Conceptual diagram of the proposed RFID-enabled sensor module.

5. Conclusions

In this chapter an overview of autonomous sensors has been presented. These devices are powered with just the energy available from the environment, thus eliminating the need of replacing batteries. The required energy is made available by many different types of energy harvesters. Each one differs from the other by the kind of energy that is able to convert.

In section 2 a diagram of a basic sensor has been presented. Its fundamental parts have been highlighted and briefly described trying to focus the attention to the power requirement theme.

In section 3 the energy harvesting topic has been discussed focusing the attention on the basic principles behind each technology.

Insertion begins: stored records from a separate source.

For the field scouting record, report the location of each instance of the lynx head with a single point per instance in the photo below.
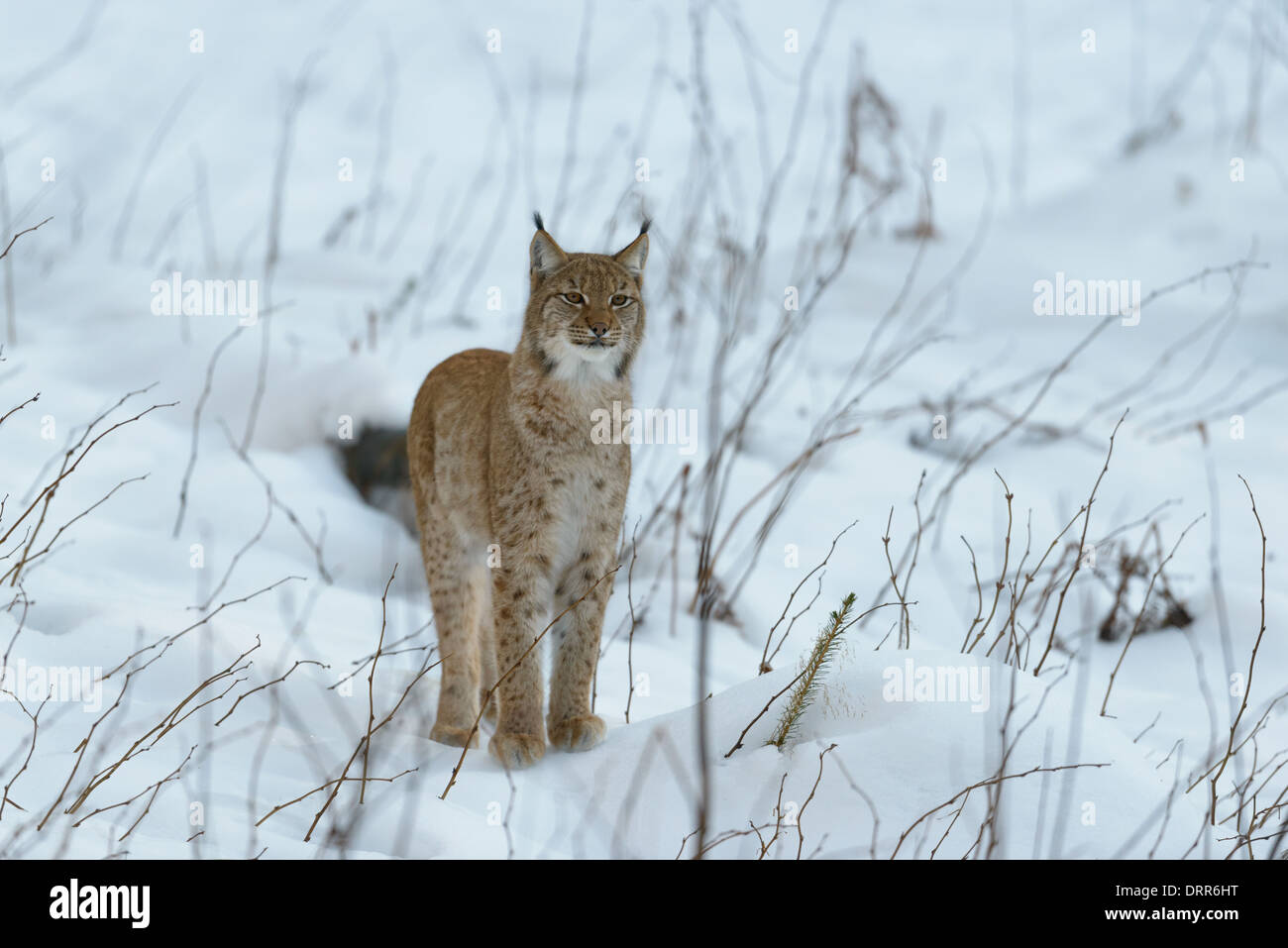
(585, 314)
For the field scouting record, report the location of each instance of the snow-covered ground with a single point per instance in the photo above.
(369, 170)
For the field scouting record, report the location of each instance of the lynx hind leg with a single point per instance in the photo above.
(572, 725)
(456, 618)
(487, 649)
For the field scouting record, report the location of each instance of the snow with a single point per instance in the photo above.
(441, 223)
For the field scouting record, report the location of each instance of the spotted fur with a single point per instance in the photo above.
(519, 510)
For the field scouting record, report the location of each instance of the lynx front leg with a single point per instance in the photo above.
(456, 617)
(571, 724)
(519, 591)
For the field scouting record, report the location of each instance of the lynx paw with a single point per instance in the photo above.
(454, 737)
(579, 733)
(516, 751)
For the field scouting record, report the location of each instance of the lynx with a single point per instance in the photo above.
(519, 507)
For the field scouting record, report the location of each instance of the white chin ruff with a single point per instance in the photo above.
(580, 364)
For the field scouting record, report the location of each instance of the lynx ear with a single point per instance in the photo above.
(546, 256)
(634, 254)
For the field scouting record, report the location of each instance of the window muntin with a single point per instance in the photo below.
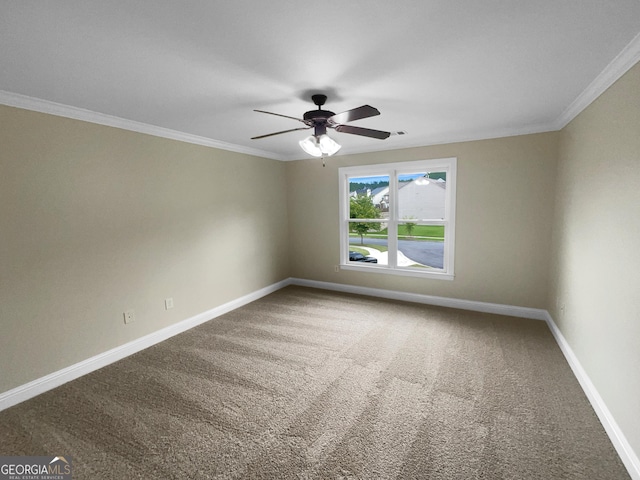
(399, 218)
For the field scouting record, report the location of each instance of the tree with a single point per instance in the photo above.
(362, 206)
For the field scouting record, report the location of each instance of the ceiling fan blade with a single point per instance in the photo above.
(278, 133)
(365, 132)
(285, 116)
(364, 111)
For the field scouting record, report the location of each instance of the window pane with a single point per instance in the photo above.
(420, 246)
(365, 241)
(422, 195)
(369, 196)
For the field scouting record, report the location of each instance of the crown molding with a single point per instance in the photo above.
(44, 106)
(621, 64)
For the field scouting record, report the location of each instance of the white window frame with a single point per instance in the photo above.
(393, 170)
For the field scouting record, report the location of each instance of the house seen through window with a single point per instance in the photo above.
(399, 218)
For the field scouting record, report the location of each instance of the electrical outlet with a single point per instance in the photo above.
(168, 303)
(129, 316)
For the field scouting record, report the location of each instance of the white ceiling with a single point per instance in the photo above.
(441, 70)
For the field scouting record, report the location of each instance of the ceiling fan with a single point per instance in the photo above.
(320, 144)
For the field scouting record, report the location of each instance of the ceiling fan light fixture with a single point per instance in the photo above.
(328, 145)
(319, 146)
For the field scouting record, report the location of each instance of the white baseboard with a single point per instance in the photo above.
(618, 439)
(626, 453)
(523, 312)
(55, 379)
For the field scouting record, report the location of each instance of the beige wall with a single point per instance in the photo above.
(503, 225)
(96, 220)
(596, 247)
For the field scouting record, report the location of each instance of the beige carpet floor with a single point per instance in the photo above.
(311, 384)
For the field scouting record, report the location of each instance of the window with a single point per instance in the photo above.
(399, 218)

There are some different approaches and each one has its own advantages and disadvantages.

Subsequently the topic of the power management has been presented and the chain of power conditioning analyzed. It has been shown that three fundamental parts are required: a voltage regulator, a voltage supervisor and an energy storage device.

Then the active circuitry of the sensor has been described. It is generally composed by a microcontroller, some sensing devices and a radio frequency transceiver. Many different devices are already on the market but just few are suitable for energy harvesting applications because of their power requirements. In fact it is very important to use extreme low power devices because the amount of energy available from a typical energy harvester of centimeters scale is orders of magnitude lower than the one available from a common AAA battery.

A brief analysis has followed about the modulation schemes regarding radio communication. When choosing a wireless transceiver, it is important to take into account the amount of energy required to transmit each bit of information to have a given probability of error at the receiver side. It would be desirable to have the lower power transmitted with the lower error rate: this generally means more complicated modulations and, consequently, a more complicated circuitry of the radio.

Finally, a short description of the RFID passive devices has been discussed. These sensors obtain their own required energy from an electromagnetic field radiated by a reader. In this way they can be considered truly autonomous systems because they do not use batteries and they comprise of all the circuitries required to convert the energy from the EM waves, to acquire data and to transmit them to the receiver.